Politech mailing list archives

FC: Why all Microsoft sites went offline today: Some theories

From: Declan McCullagh <declan () well com>
Date: Wed, 24 Jan 2001 18:13:06 -0500

Here's one more development... Less than an hour ago, ping requests sent tothe four Microsoft-wide name servers stopped working:

57 packets transmitted, 0 packets received, +1 errors, 100% packet loss

Pings throughout the day showed high -- but not 100 percent -- packet loss. At
11:20 ET I was getting zero packet loss. At 5 pm ET:
59 packets transmitted, 19 packets received, 67% packet loss

I also can no longer get through to microsoft.com web site -- even though Icould earlier -- using its 207.46.230.218 address:

22 packets transmitted, 0 packets received, 100% packet loss

This could be evidence of a DDOS attack, Microsoft disabling pingresponses, a natural result of caches expiring and additional traffic, orunrelated problems elsewhere in the network not under MS control.

Background:
http://www.politechbot.com/p-01662.html

-Declan

*********

Date: Wed, 24 Jan 2001 17:41:36 -0500 (EST)
From: BMM <bmm () minder net>
To: Declan McCullagh <declan () well com>
Subject: Re: FC: Microsoft websites blacked out -- but what happened?

Declan,

This is a simple but powerful example of poor infrastructure design.
Somehow they felt they needed four authoritative nameservers in order to
provide reliable name service, but then placed all of them on the same
network and in close proximity.  Microsoft's down because of a rookie
mistake.

On Wed, 24 Jan 2001, Declan McCullagh wrote:

> Millions of people have been prevented from visiting dozens of Microsoft
> websites today.
>
> Here's my notes on what happened. Briefly, four Microsoft computers
> somewhere in Redmond aren't working properly:
>
> * a.root-servers.net for microsoft.com, msnbc.com and others points to four
> DNS servers
> * those DNS servers are dns4.cp.msft.net through dns7.cp.msft.net
> * all four are alive: they respond to ping requests

This part seems strange.  If the hosts are up, why not the nameservers?
Didn't they have backups?  I'm not sure what flavor of DNS server they
using (I'm mostly familiar with BIND) but maybe it keeps it's zones in
some kind of proprietary database that MS is famous for, and are very
difficult to back up live.

> * that netblock appears to be owned by microsoft, so this is almost
> certainly not a hacker attack
> * the DNS servers seem to be physically close together, a terrible design
> decision, with IP addresses from just 207.46.138.11 to 207.46.138.21. they
> could even be in the same machine room.

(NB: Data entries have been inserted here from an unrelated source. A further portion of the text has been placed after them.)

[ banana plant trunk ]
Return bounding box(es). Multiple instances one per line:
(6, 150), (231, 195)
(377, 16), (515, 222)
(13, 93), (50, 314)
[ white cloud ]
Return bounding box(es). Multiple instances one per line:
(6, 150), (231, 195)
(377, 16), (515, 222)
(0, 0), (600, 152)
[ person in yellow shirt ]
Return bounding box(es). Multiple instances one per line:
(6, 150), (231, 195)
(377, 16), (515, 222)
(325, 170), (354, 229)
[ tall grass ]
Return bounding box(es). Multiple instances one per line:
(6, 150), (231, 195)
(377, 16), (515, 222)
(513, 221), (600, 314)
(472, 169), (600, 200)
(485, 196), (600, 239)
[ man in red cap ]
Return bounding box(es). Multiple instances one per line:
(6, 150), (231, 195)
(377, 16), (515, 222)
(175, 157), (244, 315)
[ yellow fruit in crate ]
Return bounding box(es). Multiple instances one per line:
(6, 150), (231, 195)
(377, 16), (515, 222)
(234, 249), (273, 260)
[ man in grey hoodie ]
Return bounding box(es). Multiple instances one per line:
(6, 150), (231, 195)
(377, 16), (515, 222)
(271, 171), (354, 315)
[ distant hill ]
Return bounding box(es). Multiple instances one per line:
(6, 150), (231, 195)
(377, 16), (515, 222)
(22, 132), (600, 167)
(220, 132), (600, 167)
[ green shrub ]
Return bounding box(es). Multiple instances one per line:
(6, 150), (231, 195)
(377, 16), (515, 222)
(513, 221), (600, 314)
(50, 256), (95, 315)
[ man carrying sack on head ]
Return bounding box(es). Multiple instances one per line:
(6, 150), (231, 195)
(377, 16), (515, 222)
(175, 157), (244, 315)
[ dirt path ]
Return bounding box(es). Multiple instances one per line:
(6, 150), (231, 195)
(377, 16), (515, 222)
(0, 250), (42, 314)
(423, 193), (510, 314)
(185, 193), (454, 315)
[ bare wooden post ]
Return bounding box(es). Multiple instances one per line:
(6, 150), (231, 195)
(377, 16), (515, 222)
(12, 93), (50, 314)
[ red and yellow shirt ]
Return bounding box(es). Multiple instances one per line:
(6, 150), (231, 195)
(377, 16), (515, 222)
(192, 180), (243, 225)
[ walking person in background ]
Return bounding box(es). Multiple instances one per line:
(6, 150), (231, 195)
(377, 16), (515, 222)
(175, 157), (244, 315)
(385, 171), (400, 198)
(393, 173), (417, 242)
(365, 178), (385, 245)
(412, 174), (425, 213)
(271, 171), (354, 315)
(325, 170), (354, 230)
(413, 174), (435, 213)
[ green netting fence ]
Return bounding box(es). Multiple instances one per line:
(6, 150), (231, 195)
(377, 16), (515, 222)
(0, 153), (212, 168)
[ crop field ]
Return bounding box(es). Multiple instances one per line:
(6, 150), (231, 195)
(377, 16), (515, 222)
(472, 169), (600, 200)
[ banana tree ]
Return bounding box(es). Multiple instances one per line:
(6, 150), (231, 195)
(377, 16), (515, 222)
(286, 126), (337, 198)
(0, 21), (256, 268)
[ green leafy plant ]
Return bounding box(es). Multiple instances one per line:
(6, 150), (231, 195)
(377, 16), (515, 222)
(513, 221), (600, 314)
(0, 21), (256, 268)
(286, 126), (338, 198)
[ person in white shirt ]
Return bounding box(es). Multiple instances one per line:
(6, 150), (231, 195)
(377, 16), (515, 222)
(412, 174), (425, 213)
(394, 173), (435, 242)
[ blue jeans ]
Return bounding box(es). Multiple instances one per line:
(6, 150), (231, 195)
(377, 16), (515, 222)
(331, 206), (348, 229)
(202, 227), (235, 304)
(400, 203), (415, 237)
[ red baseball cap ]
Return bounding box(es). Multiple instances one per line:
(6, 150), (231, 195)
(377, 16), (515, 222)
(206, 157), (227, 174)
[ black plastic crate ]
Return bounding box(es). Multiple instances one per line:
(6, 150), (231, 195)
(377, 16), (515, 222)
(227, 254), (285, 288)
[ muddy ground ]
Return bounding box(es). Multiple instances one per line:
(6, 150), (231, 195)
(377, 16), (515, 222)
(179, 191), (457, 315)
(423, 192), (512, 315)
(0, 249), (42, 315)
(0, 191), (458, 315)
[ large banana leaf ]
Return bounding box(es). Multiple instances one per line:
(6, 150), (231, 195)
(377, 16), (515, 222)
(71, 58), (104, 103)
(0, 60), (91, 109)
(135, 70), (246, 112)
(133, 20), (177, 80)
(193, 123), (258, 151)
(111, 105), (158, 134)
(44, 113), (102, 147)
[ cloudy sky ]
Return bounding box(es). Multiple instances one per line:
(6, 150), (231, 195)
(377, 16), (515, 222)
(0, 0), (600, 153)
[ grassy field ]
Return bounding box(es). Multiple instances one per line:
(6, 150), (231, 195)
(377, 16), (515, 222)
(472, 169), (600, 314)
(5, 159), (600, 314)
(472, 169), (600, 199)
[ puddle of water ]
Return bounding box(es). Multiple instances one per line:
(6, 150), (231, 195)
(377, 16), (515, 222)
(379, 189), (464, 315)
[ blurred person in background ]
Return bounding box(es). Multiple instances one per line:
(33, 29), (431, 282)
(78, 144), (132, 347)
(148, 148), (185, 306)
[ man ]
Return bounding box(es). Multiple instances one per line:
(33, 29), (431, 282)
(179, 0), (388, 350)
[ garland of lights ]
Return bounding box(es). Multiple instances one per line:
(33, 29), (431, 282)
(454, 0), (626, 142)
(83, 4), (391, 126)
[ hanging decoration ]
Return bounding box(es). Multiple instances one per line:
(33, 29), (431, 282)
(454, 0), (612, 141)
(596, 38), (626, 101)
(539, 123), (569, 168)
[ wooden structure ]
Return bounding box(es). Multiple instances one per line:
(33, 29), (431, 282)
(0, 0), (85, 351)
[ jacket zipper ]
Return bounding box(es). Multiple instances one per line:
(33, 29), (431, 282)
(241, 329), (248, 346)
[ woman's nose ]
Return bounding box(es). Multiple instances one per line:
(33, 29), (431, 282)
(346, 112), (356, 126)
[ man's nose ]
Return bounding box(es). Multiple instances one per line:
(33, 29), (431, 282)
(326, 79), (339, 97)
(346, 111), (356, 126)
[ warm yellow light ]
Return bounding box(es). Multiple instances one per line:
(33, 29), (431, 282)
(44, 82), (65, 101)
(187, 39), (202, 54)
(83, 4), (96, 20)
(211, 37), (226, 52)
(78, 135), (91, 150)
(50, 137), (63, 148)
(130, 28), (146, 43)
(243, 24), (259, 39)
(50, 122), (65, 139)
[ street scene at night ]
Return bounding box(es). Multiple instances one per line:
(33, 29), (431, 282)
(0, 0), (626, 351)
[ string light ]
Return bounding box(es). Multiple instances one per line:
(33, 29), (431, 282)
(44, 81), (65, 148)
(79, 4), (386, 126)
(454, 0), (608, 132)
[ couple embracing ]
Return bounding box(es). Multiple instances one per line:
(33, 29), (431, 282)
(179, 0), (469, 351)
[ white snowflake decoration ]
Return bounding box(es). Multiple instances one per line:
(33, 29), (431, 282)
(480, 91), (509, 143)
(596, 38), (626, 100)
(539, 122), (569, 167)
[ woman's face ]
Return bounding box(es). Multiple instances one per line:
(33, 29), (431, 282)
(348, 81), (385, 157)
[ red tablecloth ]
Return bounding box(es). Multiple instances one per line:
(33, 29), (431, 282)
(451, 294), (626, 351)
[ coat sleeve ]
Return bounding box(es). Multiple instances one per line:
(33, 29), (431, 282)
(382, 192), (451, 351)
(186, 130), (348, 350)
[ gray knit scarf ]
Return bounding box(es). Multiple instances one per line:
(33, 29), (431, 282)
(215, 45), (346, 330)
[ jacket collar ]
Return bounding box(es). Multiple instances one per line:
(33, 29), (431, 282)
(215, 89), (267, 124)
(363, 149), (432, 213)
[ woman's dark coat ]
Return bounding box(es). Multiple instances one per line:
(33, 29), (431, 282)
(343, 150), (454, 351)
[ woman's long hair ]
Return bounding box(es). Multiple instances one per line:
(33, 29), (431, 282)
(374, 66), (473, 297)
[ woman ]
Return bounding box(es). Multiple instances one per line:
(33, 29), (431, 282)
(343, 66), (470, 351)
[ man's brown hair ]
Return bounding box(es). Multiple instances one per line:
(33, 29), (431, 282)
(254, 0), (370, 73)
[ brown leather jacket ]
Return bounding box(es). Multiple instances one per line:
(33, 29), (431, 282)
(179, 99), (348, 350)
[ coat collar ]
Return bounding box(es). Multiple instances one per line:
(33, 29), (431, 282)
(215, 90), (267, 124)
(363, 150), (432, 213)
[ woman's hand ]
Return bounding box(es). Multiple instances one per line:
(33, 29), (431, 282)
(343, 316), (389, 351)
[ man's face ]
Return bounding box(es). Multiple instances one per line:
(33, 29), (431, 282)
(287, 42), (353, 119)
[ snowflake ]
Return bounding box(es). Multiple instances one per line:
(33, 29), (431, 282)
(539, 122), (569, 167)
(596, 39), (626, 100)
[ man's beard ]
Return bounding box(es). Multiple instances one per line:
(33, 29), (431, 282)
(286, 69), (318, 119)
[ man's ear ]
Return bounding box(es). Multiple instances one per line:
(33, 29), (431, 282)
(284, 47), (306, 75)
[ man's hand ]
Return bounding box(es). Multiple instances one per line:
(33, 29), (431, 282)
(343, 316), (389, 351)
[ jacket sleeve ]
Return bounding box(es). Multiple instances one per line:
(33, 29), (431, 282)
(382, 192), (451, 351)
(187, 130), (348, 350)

No kidding.  DNS isn't all that hard to do well.  The ability to
load-balance and failover is built into the system, you just have to take
advantage of it. I'm impressed.

> * those DNS servers don't respond to dns lookup requests
> * therefore, things are screwed and people can't get through.
> * other affected sites: expedia.com, slate.com, encarta.com, passport.com
> * that is, unless your computer knows the ip address to microsoft.com etc.
> since your isp/corporation/university has it cached
> * but caches expire, so microsoft properties have been fading from the web
> all day

And since noone has it cached by now I'll bet the root servers are getting
hammered.  Both by the normal traffic that moves through those sites in a
day and by those watching the whole ordeal with morbid fascination.

> * the web servers are working fine; microsoft.com is athttp://207.46.230.218/

> * the first person to identify the problem seems to be sean donelan at
> 11:05 pm PT last night
> * even though hotmail.com uses other DNS servers, it's still affected.
> reason: it redirects to http://lc1.law13.hotmail.passport.com/cgi-bin/login
> (per my attempt to connect to port 80)
> * my mail to microsoft.com addresses goes through fine, except to
> exchange.microsoft.com addreses, which had intermittent errors. that seems
> to be working because the DNS servers are still responding to requests for
> MX records.

MS's DNS servers aren't responding to MX lookups right now but some others
are. Maybe this is still cached data with a higher TTL than the A records
for some reason.  Sites I've found that have it cached have less that an
hour of cache-time left, others have lost it.

> * normally when a website can't be reached, internet explorer defaults to
> auto.search.msn.com, which, ironically, is also offline. talk about a
> catastrophic failure. (this is one of the risks of moving services, like
> error messages and search functionality, to the net.)
> * at 4:26 pm ET, microsoft.com was still offline for me.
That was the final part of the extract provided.